Salt in the wound. You’re bored. But you don’t reach for Sudoku or some other sort of healthy mental floss. Instead, you look for stuff that’s distressing or upsetting as a way to not feel bored. You look up pictures of your ex-boyfriend’s new wife or check status updates from the friend you never talk with anymore, slumming for news you can ruminate about—now and later. The trouble is, you end up manufacturing unhappy feelings that don’t end when your shift does. Instead, those thoughts show up unexpectedly at other times, when your mind is quiet and calm, and it becomes harder and harder to show them the door.
Running interference. Workaholics use work as a buffer.
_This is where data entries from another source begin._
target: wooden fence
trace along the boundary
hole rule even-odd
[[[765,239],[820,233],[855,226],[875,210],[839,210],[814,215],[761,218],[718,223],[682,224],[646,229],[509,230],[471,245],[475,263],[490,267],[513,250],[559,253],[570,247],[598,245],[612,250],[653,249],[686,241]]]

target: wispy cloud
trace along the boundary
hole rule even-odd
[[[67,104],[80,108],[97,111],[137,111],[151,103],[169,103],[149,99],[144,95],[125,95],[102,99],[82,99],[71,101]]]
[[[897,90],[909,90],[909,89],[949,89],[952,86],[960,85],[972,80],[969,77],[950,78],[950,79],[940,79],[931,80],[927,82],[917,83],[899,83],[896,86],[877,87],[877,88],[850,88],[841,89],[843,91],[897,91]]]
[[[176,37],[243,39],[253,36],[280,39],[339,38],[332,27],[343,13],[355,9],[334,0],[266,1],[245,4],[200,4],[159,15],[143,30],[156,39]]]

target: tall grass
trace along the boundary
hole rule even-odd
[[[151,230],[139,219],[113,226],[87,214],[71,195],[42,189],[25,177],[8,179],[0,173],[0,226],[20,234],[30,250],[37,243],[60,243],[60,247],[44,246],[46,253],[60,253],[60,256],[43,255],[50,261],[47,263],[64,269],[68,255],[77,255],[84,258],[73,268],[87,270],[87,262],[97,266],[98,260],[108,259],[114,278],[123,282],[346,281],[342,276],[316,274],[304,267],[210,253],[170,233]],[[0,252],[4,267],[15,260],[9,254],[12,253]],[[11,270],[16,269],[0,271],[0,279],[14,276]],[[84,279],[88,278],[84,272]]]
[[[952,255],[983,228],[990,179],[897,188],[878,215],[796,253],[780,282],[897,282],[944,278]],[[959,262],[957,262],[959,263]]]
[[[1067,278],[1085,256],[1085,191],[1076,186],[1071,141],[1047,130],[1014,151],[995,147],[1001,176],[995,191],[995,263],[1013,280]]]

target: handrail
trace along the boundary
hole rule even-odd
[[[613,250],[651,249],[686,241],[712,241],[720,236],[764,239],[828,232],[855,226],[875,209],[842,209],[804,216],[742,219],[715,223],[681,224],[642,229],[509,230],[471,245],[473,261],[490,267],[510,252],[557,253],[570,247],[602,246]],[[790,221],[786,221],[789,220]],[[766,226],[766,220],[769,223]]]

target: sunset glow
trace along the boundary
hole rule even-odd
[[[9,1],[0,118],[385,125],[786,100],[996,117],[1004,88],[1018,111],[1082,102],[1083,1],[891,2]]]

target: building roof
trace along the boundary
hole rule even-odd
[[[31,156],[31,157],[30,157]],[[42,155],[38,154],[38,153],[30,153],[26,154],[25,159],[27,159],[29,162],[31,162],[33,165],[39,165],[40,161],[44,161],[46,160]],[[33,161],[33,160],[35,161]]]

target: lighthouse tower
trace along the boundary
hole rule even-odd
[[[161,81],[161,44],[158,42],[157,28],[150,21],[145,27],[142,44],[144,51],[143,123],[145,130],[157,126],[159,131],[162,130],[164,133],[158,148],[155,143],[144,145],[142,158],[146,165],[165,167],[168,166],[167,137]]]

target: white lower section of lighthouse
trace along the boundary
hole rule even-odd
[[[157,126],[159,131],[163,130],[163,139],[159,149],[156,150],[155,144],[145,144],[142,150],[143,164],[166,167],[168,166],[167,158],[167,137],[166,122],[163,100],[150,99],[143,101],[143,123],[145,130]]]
The internet works in much the same way—it is always open for business. Are you standing around uncomfortably, waiting for a late friend to meet you for coffee? You can bury yourself in your phone as a way to pass the time or look busy. Feeling bored or worried? You can check your email and run interference with those feelings for a brief moment. And isn’t it easier to send an email or even a text rather than having that tough conversation in person? Sometimes this interference is harmless, small stuff. But sometimes you may be satisfying your own need for comfort at the expense of other people and your relationships with them.
These are just a few examples of some of our bad online habits. Can you think of others?